Choosing to homeschool feels risky. I wonder if I am going to wreck my child. Academically, emotionally, socially — am I going to cause more harm than good?

This is a common question in even the most experienced of homeschooling moms and dads. We all love our kids and want what’s best for them. Choosing to homeschool puts a lot more responsibility on our shoulders to make sure the ‘best’ happens. When we send our kids to school, they (and we) are in the hands of the school board, the classroom teacher, and the classmates, and even with a high-level of parent involvement in the school, there is only so much we can do to help our kids get the best. Bringing them home is more work, but we can also be more flexible in giving our kids what they need to thrive.

But that isn’t really the heart of the question. Whether we mean to homeschool through highschool or we hope to survive a one-year necessity, we want to make sure that we don’t do irreparable damage to our kids. That is an overly dramatic way of saying it, perhaps, but it is in the heart of many parents. But be honest with yourself: if your child had a ‘bad teacher’ one year in school, would you blame them for ruining your child’s life forever? Not likely. You may have frustrations with the teaching method or the lack of relational connection they had with your child, but you surely wouldn’t say that that one year wrecked it all.
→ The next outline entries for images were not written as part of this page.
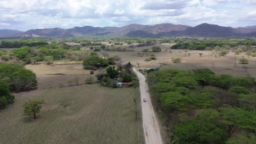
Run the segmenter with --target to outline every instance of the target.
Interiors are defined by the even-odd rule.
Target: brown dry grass
[[[18,94],[1,111],[0,143],[143,143],[136,97],[140,99],[133,88],[97,84]],[[37,119],[22,116],[22,105],[31,99],[46,102]]]
[[[69,80],[76,77],[79,79],[79,84],[84,84],[86,79],[90,76],[94,77],[97,73],[95,71],[94,74],[90,74],[90,70],[83,69],[82,64],[50,66],[41,64],[27,65],[26,68],[36,73],[38,89],[57,87],[60,83],[67,85]]]
[[[171,44],[159,45],[162,50],[170,49]],[[149,49],[151,46],[142,47],[137,49],[143,50],[146,48]],[[124,62],[131,62],[137,67],[137,69],[144,69],[150,68],[160,67],[161,64],[165,63],[161,67],[161,69],[174,68],[182,70],[187,70],[196,68],[208,68],[214,71],[217,74],[230,74],[236,76],[248,76],[249,75],[256,77],[256,57],[248,57],[245,54],[242,54],[236,57],[236,67],[235,67],[235,54],[230,51],[225,56],[219,57],[218,54],[215,57],[214,52],[210,51],[188,50],[187,52],[184,50],[170,50],[172,52],[155,52],[154,54],[156,56],[156,60],[149,62],[144,61],[145,57],[139,57],[138,51],[133,52],[118,52],[118,51],[106,51],[110,55],[118,55],[121,57]],[[188,57],[188,53],[191,53]],[[202,53],[202,57],[199,55]],[[243,56],[248,58],[249,63],[248,64],[242,64],[239,63],[239,59]],[[171,58],[173,57],[179,57],[182,58],[182,62],[180,63],[174,63],[171,62]],[[136,63],[139,64],[141,68],[138,68]],[[214,63],[214,67],[213,67]],[[247,71],[248,71],[247,73]]]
So give yourself some grace. You won’t get it perfect immediately (or ever!). But you have the flexibility at home to figure this out with your child. Take time. Ask lots of questions and be willing to answer just as many. Have open conversations about what your child liked about going to school and what they are afraid they will miss. Study your child to discover how they learn, what they are interested in, and where they struggle and where they thrive. Take it one year at a time by taking every day one at a time. You can’t wreck them forever, but you could actually do a world of good for your whole family.